GeoAtreides 11 days ago | parent | prev [-]

> they accept money and direct deposit still with no KYC.

WHAT? No KYC? what are those banks?! I have friends in South America who would pay really good money (cash) to know

Cthulhu_ 11 days ago | parent | prev | next [-]

I'd consider it a negative that they trust a shitty webcam / selfie camera to cut the expenses of having an actual office with trained personnel.

Who aren't flawless of course, but selfies have been easily circumvented with photos or video game cameras.

Hell, at one point we had to implement age verification for a Japanese tobacco product website via a 3rd party vendor, I just used the wiki page's picture of a Japanese ID to test it, worked fine.

megous 11 days ago | parent [-]

Yeah, it's ridiculous in an age where you can have backgrounds replaced on the fly in video calls.

iririririr 11 days ago | parent | prev [-]

most banks using faceid won't accept you go to a branch. because they contract with a provider who makes more money from building and selling a database than to fulfilling the contract with the banks.

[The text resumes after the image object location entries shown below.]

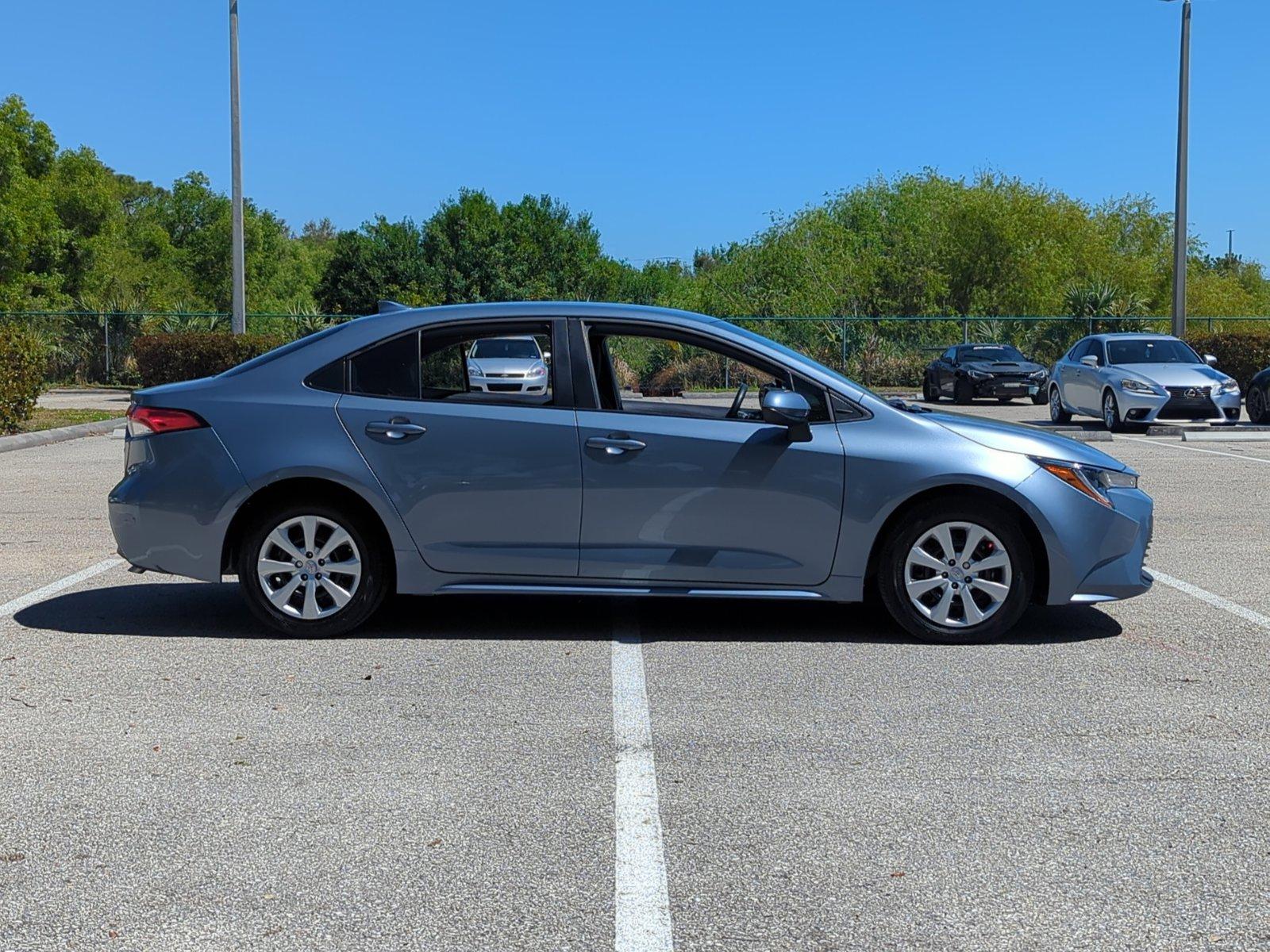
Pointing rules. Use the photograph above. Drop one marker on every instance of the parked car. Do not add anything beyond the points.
(969, 371)
(360, 461)
(1140, 378)
(514, 365)
(1259, 397)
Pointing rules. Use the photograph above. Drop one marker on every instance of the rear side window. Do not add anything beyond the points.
(387, 370)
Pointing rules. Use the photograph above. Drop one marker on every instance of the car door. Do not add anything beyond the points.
(488, 484)
(676, 490)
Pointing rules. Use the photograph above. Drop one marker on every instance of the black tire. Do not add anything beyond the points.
(368, 597)
(1058, 414)
(912, 527)
(1111, 418)
(1259, 405)
(930, 393)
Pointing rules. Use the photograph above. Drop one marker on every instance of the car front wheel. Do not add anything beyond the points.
(956, 574)
(1057, 414)
(311, 570)
(1259, 408)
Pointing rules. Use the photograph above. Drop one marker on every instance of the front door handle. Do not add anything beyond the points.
(615, 444)
(397, 428)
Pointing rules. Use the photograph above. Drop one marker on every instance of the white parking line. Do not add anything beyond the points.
(1195, 450)
(10, 608)
(1216, 601)
(641, 898)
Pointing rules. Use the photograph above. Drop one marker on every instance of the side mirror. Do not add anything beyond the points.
(785, 408)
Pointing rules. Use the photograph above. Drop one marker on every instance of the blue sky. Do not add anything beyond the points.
(676, 125)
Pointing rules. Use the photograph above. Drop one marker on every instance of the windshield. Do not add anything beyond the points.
(1151, 351)
(988, 352)
(507, 349)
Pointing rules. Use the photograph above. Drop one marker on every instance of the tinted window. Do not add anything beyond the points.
(990, 352)
(1146, 351)
(387, 370)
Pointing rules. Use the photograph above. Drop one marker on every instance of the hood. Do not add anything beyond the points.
(1003, 366)
(1015, 438)
(1174, 374)
(505, 365)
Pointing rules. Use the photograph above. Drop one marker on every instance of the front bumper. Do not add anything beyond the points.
(1095, 552)
(508, 385)
(1153, 408)
(1003, 389)
(171, 509)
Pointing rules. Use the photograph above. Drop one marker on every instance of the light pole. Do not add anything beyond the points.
(1180, 203)
(238, 319)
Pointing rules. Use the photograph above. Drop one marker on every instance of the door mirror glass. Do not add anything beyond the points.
(785, 408)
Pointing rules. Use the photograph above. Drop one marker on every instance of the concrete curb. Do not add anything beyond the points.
(40, 438)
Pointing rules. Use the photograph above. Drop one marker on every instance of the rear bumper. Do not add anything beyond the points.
(171, 509)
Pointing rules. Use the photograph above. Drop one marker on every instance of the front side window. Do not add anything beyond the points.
(651, 374)
(1146, 351)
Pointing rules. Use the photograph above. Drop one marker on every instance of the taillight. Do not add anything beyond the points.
(145, 420)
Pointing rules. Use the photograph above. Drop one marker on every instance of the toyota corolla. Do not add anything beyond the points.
(361, 461)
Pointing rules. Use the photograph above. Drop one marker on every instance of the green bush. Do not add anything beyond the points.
(1241, 353)
(167, 359)
(23, 361)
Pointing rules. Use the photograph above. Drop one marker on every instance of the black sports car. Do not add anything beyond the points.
(969, 371)
(1259, 397)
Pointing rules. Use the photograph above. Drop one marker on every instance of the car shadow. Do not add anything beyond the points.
(216, 611)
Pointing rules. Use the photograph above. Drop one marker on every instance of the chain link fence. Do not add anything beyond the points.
(88, 347)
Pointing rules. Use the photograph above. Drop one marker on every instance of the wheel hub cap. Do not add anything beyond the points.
(958, 574)
(309, 568)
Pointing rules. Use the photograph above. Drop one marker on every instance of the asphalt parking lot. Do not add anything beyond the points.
(787, 776)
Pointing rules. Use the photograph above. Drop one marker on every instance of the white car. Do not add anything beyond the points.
(512, 365)
(1141, 378)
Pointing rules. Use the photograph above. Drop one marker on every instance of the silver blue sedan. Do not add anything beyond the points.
(361, 461)
(1141, 378)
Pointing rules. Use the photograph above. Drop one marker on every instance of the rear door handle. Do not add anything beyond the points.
(397, 428)
(614, 444)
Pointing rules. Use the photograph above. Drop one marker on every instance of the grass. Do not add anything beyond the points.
(44, 418)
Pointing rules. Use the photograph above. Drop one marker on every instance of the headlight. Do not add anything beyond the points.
(1092, 482)
(1137, 386)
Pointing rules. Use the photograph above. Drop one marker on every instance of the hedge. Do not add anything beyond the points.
(167, 359)
(1241, 353)
(22, 374)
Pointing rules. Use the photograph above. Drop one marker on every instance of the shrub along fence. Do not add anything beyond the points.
(116, 348)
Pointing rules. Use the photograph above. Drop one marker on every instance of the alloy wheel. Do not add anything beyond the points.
(958, 574)
(309, 568)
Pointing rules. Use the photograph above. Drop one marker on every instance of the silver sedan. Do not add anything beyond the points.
(1140, 378)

rockskon 11 days ago | parent [-]

Do you have proof of this? This comes off as conjecture.

iririririr 11 days ago | parent [-]

ask you ai chatbot or do 5second google search.

all banks contract with fly-by-night faceid providers who have zero oversight or provide no governance info anywhere.

rockskon 11 days ago | parent [-]

I did Google this. It seems to be a small number of banks doing this right now. A far cry from "all banks".

Maybe we'll get there eventually? But you should be more wary about making such absolute claims.

iririririr 8 days ago | parent [-]

"all banks doing faceid", which yes, is a small number in usa, but almost all banks in Latin America and Asia.